Flanked by Republican legislators and members of his Cabinet, Trump signed the multitrillion-dollar legislation at a desk on the White House driveway, then banged down a gavel gifted to him by House Speaker Mike Johnson that was used during the bill’s final passage Thursday.
Against odds that at times seemed improbable, Trump achieved his goal of celebrating a historic — and divisive — legislative victory in time for the nation’s birthday, which also was his self-imposed deadline for Congress to send the legislation to his desk. Fighter jets and stealth bombers streaked through the sky over the annual White House Fourth of July picnic.
“America’s winning, winning, winning like never before,” Trump said, noting last month’s bombing campaign against Iran’s nuclear program, which he said the flyover was meant to honor. “Promises made, promises kept, and we’ve kept them.”
The White House was hung with red, white and blue bunting for the Independence Day festivities. The U.S. Marine Band played patriotic marches — and, in a typical Trumpian touch, tunes by 1980s pop icons Chaka Khan and Huey Lewis. There were three separate flyovers.
Trump spoke for a relatively brief 22 minutes before signing the bill, but was clearly energized as the legislation’s passage topped a recent winning streak for his administration. That included the Iran campaign and a series of U.S. Supreme Court rulings he’s fought for.
The budget legislation is the president’s highest-profile win yet. It includes key campaign pledges like no tax on tips or Social Security income. Trump, who spent an unusual amount of time thanking individual Republican lawmakers who shepherded the measure through Congress, contended “our country is going to be a rocket ship, economically,” because of the legislation.
Critics assailed the package as a giveaway to the rich that will rob millions more lower-income people of their health insurance, food assistance and financial stability.
“Today, Donald Trump signed into law the worst job-killing bill in American history. It will rip health care from 17 million workers to pay for massive tax giveaways to the wealthy and big corporations, amounting to the country’s largest money grab from the working class to the ultra-rich,” AFL-CIO President Liz Shuler said in a statement. “Every member of Congress who voted for this devastating bill picked the pockets of working people to hand billionaires a $5 trillion gift.”

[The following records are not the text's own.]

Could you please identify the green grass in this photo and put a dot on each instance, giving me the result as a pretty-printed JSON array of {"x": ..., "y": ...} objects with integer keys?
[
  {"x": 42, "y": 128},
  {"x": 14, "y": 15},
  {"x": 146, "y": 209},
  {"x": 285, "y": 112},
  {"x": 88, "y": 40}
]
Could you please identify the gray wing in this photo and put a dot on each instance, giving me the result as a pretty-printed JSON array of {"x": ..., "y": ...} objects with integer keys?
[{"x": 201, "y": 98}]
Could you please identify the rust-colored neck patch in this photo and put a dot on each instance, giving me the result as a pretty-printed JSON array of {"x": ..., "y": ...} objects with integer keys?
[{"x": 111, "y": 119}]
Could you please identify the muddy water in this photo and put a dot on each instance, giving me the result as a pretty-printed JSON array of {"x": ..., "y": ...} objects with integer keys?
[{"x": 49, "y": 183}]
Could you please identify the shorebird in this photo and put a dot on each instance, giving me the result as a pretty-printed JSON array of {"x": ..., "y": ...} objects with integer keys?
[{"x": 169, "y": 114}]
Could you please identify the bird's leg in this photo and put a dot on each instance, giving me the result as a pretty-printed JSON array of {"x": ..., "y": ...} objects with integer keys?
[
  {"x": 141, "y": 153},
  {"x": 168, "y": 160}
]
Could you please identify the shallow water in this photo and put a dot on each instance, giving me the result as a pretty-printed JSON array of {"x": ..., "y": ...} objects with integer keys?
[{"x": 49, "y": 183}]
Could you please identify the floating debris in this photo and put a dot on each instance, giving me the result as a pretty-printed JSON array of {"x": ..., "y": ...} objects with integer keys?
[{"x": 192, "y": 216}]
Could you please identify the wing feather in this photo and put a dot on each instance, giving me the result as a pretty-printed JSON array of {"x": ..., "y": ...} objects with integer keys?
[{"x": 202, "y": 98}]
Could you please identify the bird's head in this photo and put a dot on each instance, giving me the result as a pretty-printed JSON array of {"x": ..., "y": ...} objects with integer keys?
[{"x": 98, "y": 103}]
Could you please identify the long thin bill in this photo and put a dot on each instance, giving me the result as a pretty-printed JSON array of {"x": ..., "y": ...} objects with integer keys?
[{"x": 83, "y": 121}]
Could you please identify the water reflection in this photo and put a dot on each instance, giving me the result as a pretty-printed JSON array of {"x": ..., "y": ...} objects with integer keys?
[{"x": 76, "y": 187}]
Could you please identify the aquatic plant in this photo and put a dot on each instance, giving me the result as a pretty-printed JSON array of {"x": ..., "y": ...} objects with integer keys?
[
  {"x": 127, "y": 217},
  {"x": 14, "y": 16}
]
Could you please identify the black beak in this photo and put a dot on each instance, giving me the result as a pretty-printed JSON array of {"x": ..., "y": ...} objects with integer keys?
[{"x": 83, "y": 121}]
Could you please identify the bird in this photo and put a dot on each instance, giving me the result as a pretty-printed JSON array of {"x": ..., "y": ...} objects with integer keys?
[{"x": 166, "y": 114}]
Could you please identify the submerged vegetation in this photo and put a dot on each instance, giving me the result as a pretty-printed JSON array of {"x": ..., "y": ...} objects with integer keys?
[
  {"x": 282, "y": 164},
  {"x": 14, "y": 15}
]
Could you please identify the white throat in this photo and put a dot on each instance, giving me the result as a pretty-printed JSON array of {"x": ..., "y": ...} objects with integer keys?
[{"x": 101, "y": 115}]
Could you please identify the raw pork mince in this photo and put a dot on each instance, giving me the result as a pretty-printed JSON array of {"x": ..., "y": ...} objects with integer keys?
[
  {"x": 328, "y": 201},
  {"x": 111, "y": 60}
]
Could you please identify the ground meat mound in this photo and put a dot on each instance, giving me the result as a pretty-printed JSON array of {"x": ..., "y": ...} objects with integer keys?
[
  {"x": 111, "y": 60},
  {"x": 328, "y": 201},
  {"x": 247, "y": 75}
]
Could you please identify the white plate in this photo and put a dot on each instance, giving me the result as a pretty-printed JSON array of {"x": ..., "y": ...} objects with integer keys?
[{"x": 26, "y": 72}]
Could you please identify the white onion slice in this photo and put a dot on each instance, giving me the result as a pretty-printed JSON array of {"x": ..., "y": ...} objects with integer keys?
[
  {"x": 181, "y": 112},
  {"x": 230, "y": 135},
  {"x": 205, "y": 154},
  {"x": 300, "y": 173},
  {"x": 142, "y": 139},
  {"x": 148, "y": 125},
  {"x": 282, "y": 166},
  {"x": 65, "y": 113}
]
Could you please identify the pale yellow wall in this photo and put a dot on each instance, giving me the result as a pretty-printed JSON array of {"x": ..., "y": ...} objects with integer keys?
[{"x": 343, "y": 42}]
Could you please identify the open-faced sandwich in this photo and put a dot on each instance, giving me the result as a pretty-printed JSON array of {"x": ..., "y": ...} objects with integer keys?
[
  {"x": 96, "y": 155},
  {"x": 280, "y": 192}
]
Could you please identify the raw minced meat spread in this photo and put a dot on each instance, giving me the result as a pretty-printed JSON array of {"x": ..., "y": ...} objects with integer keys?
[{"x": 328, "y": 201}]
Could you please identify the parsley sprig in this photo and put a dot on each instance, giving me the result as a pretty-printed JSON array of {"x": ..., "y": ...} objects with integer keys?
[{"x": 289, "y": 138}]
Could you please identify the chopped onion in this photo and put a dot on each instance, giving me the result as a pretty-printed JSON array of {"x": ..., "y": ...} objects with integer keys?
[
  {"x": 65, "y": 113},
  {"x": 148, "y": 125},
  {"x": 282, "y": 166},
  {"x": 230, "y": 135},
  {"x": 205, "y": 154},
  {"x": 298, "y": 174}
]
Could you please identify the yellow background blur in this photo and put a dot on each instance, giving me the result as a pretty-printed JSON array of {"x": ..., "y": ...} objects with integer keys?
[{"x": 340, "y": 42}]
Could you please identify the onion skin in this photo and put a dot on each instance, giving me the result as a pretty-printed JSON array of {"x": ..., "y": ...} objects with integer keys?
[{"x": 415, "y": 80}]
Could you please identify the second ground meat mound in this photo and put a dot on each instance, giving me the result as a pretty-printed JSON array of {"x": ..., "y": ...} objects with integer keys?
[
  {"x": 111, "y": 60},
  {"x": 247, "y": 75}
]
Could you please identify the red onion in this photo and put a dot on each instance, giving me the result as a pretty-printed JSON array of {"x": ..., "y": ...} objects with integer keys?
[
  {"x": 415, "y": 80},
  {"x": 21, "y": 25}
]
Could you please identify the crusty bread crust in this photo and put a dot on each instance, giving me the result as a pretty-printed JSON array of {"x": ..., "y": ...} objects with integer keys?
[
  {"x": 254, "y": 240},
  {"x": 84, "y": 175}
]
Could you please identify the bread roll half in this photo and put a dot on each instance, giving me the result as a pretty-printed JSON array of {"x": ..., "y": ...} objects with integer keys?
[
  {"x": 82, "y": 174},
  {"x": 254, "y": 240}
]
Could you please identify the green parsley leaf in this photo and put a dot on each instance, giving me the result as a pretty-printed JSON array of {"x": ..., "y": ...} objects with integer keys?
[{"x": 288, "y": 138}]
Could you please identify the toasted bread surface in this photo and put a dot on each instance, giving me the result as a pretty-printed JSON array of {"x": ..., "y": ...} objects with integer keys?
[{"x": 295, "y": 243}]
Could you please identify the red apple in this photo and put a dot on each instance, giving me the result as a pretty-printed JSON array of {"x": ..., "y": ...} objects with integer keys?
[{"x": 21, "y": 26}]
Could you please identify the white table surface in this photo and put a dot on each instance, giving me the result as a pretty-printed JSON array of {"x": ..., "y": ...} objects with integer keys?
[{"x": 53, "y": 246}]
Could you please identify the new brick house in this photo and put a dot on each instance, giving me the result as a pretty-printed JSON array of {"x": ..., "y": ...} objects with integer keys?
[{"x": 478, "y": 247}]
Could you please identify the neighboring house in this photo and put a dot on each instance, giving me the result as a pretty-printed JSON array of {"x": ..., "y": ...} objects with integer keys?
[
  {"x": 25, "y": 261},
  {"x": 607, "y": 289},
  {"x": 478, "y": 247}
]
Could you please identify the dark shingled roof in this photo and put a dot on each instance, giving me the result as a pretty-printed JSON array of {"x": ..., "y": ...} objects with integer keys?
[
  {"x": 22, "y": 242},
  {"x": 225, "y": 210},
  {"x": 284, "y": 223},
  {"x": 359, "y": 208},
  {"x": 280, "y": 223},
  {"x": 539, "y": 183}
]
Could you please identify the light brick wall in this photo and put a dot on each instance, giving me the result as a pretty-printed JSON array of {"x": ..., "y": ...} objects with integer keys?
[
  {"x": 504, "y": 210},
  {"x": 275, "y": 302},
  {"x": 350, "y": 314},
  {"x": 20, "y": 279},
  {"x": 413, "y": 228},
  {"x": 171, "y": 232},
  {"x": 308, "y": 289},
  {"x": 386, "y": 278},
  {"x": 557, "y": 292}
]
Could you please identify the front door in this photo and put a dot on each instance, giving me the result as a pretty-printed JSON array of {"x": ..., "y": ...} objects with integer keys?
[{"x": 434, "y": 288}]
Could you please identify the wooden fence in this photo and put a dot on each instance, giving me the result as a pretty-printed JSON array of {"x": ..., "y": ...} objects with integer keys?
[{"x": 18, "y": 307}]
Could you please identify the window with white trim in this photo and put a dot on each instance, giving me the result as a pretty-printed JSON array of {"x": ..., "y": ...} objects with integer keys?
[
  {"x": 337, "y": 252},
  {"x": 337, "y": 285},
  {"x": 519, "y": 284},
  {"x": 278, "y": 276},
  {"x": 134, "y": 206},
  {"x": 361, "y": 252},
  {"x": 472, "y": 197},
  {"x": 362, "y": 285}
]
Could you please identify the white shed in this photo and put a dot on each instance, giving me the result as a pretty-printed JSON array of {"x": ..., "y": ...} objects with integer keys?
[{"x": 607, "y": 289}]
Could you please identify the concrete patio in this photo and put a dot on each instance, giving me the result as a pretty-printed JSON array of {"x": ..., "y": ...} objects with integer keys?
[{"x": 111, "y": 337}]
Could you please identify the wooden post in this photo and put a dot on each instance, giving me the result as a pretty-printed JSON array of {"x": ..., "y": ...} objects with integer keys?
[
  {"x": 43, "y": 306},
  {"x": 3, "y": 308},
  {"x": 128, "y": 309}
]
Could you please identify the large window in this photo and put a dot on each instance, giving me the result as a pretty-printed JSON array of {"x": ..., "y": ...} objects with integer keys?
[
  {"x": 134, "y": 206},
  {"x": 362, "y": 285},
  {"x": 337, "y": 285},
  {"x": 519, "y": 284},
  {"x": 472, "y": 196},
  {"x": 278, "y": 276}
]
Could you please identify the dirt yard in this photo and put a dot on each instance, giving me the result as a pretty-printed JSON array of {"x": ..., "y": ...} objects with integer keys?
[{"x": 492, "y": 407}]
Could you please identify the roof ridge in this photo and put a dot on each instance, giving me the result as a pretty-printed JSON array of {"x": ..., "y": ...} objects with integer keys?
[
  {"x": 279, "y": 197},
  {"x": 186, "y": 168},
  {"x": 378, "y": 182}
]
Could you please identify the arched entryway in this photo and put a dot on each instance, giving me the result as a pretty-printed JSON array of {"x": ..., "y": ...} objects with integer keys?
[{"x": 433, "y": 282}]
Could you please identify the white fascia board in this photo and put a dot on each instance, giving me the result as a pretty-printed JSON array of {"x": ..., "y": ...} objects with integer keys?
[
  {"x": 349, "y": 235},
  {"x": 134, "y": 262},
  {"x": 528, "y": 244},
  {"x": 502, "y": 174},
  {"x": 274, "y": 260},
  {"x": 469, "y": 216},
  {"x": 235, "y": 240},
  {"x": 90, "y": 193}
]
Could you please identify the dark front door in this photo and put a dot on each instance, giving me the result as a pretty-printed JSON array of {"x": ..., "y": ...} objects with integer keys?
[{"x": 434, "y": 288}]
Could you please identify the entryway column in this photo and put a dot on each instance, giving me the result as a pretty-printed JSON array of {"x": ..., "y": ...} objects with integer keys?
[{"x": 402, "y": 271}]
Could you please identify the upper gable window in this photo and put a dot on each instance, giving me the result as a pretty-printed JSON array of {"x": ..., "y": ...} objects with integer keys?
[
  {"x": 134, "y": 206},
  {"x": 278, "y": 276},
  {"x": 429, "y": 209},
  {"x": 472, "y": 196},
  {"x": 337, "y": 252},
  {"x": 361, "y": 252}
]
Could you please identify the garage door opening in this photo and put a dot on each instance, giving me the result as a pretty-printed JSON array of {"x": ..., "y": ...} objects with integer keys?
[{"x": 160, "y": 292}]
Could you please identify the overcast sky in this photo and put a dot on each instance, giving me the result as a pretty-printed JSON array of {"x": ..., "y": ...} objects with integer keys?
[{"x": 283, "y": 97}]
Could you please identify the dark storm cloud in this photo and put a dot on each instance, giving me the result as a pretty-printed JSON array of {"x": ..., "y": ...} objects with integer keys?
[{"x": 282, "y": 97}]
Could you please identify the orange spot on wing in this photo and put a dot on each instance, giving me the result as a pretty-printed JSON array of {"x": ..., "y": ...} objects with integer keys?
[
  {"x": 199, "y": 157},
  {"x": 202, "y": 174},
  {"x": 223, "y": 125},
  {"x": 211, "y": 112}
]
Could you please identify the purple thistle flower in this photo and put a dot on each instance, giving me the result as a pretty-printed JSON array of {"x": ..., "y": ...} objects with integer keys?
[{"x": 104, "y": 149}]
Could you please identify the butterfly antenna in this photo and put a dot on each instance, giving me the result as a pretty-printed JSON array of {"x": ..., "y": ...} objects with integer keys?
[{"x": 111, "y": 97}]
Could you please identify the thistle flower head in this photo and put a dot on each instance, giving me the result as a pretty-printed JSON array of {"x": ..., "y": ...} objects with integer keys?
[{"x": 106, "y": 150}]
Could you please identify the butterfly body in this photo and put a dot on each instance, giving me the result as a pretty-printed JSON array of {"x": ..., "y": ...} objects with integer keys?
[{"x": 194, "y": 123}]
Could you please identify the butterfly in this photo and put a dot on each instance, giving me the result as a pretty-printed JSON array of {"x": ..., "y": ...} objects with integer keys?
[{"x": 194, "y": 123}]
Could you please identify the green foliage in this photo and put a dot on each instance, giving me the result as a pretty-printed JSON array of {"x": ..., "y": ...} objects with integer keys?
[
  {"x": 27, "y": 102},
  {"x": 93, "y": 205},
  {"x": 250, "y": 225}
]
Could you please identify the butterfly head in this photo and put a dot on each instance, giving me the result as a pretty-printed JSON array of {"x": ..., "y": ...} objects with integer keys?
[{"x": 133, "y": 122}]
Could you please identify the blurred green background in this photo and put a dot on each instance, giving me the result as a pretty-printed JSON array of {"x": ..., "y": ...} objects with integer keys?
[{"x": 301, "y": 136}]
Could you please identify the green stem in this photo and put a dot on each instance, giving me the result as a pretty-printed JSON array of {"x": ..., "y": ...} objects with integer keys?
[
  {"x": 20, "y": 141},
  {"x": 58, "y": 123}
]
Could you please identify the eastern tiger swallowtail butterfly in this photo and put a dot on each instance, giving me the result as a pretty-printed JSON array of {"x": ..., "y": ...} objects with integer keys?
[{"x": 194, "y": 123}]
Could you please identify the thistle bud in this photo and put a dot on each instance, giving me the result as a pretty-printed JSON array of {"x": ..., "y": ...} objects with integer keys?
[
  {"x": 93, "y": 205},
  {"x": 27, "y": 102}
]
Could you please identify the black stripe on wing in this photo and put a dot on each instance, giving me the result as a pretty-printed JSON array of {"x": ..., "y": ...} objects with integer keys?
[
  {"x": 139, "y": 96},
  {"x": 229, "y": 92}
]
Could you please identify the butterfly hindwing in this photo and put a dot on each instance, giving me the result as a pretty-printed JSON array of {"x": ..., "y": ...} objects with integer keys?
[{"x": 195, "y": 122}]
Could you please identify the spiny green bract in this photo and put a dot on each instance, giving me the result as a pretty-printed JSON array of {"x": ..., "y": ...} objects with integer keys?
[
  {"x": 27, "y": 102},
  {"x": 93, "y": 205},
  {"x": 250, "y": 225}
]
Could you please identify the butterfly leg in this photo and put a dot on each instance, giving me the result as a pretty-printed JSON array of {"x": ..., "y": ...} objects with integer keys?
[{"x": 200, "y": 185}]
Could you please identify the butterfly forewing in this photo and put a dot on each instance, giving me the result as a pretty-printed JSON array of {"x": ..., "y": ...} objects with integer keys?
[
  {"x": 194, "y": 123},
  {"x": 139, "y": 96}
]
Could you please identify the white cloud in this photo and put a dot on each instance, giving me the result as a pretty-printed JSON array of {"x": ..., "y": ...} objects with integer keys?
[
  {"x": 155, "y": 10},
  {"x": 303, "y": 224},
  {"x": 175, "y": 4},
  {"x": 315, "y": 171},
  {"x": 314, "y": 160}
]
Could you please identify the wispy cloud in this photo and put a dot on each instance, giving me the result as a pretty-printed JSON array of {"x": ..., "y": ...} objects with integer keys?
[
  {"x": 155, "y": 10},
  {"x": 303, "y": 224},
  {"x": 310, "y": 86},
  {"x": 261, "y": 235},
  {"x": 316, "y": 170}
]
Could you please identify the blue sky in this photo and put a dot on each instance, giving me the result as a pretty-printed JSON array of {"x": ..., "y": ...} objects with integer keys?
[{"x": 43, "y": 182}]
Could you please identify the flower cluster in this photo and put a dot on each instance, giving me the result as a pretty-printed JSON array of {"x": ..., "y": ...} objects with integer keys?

The legislation extends Trump’s 2017 multitrillion-dollar tax cuts and cuts Medicaid and food stamps by $1.2 trillion. It provides for a massive increase in immigration enforcement. Congress’ nonpartisan scorekeeper projects that nearly 12 million more people will lose health insurance under the law.
The legislation passed the House on a largely party-line vote Thursday, culminating a monthslong push by the GOP to cram most of its legislative priorities into a single budget bill that could be enacted without Senate Democrats being able to block it indefinitely by filibustering.
It passed by a single vote in the Senate, where North Carolina Republican Thom Tillis announced he would not run for reelection after incurring Trump’s wrath in opposing it. Vance had to cast the tie-breaking vote.
In the House, where two Republicans voted against it, one, conservative maverick Tom Massie of Kentucky, has also become a target of Trump’s well-funded political operation. No Democrats voted for the bill.
The legislation amounts to a repudiation of the agendas of the past two Democratic presidents, Barack Obama and Joe Biden, in rolling back Obama’s Medicaid expansion under his signature health law and Biden’s tax credits for renewable energy.
The Congressional Budget Office estimates the package will add $3.3 trillion to the deficit over the decade and 11.8 million more people will go without health coverage.